Bill's new message-board buddies steered him toward a reliable supplier, a U.S-based black marketeer who demanded cash in advance but always delivered the drugs, by mail, within a week. Following another tip he'd gotten online, Bill had the package delivered to his doorstep, then "accidentally" kicked it into the shrubs and let it sit there a few days, thinking that would somehow fool the cops if he were being watched.
For his first "stack"--a combination of different steroids--Bill decided to go with the basics: two weekly injections to increase muscle mass, a shot of the hormone HCG to keep his testicles from shrinking too much while his body's own testosterone was in chaos, and an oral dose of tamoxifen to help with enlarged breasts ("bitch tits," as they're commonly called). Steroids, after all, are basically synthetic testosterone: Flooding your bloodstream with them can fool the body into thinking it has enough of the real thing, so natural testosterone production shuts down.
Bill had never given an injection before, so at dawn one morning he sneaked out of bed before his wife was awake and practiced jabbing a needle into an orange. When he had the hang of it, he fitted a fresh needle onto the syringe and carefully sucked in 250 milligrams (mg) of Sustanon, a mixture of four different synthetic testosterones and a big favorite among juicers, since it's widely available and known for fast muscle-mass gains. Bill swabbed a butt cheek with alcohol, braced himself, and plunged the needle home.
Damn! Good thing he'd been warned not to inject it into his shoulder; Sustanon can leave a nodule the size of a tennis ball. As soon as he stopped wincing, Bill followed the Sus with 200 mg of Deca-Durabolin, another favorite that helps the muscles absorb protein.
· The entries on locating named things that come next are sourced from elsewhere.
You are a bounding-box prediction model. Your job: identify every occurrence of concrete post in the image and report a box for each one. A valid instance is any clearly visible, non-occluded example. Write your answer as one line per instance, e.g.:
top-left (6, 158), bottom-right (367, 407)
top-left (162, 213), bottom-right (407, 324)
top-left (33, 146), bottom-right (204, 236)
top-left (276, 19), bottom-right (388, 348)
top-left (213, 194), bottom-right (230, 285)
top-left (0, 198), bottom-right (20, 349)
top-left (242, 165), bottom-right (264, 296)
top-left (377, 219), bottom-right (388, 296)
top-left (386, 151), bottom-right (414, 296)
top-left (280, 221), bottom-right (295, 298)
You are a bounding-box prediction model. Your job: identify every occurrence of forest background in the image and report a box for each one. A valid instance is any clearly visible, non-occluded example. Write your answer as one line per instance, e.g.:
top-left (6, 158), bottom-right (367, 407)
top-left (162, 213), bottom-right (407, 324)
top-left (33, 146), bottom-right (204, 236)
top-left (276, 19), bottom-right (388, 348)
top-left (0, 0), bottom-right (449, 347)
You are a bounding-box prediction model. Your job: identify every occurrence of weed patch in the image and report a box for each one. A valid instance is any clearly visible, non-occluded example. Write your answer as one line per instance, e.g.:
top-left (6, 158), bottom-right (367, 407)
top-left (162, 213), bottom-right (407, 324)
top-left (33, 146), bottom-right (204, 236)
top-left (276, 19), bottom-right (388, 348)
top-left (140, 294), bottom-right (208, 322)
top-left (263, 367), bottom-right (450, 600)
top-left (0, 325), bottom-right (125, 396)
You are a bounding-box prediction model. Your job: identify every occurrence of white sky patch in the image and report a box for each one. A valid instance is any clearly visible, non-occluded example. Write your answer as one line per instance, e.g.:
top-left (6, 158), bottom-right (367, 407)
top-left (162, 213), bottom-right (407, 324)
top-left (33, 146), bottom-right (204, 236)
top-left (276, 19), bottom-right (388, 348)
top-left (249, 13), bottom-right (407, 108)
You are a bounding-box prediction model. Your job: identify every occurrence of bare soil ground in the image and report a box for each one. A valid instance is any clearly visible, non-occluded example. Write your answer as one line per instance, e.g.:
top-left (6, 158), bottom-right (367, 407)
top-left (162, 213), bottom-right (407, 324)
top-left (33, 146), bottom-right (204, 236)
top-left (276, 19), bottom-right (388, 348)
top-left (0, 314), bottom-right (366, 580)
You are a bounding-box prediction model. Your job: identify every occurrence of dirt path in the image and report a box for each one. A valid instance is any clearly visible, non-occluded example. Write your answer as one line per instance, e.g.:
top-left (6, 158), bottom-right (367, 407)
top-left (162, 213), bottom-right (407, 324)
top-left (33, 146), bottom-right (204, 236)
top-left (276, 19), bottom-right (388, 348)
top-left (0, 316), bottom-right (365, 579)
One more shot to go: HCG, a natural hormone distilled from the urine of pregnant women.
And so, with a huge lump on his ass and pregnant-woman urine splashing around inside him, Bill headed off to the gym. "The first couple of days, I didn't feel a thing," he recalls. "If anything, I was a little tired and depressed." But within 2 weeks, he felt a huge surge of strength, and after a month, his waist was shrinking and his chest expanding.
By the end of his 12-week cycle, Bill had added 80 pounds to his bench press, jacking it from 245 pounds to 325. His biceps had swollen from 16 inches to 18-1/2, and his waist had slimmed from a size 36 to a 34. In short, he'd given himself a radically larger, stronger, and leaner body in just 3 months. He was so big that his wife demanded to know what was going on. "She was freaked out at first," Bill admits. "She insisted I go right out and buy more health insurance."
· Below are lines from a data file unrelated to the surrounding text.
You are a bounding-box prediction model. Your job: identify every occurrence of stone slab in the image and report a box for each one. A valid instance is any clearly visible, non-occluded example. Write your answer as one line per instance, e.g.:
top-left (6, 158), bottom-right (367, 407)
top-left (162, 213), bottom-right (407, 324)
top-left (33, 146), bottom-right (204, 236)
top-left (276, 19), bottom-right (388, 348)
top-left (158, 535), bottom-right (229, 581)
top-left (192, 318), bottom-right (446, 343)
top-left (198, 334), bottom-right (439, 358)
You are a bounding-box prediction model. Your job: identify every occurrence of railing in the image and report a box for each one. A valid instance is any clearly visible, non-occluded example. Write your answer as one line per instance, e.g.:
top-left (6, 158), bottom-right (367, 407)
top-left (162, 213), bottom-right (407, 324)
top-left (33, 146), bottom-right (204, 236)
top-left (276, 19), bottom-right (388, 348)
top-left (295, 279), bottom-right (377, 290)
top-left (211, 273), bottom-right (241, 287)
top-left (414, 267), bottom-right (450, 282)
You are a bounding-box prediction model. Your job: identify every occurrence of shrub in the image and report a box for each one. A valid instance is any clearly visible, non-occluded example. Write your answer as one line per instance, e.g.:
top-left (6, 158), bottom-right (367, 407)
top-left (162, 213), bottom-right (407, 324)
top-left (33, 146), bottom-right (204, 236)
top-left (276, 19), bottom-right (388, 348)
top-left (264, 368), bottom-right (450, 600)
Despite his wife's anxiety, Bill was ready to cycle again 8 months later. Since then, he has done at least one cycle a year for the past 6 years. He now weighs 265 pounds, with a very low, 12 percent body-fat ratio. He's suffered no hint of 'roid rage, he says, and his blood and liver enzymes are normal. "I got a little acne on my chest and back," Bill shrugs. "Otherwise, I'm rockin'."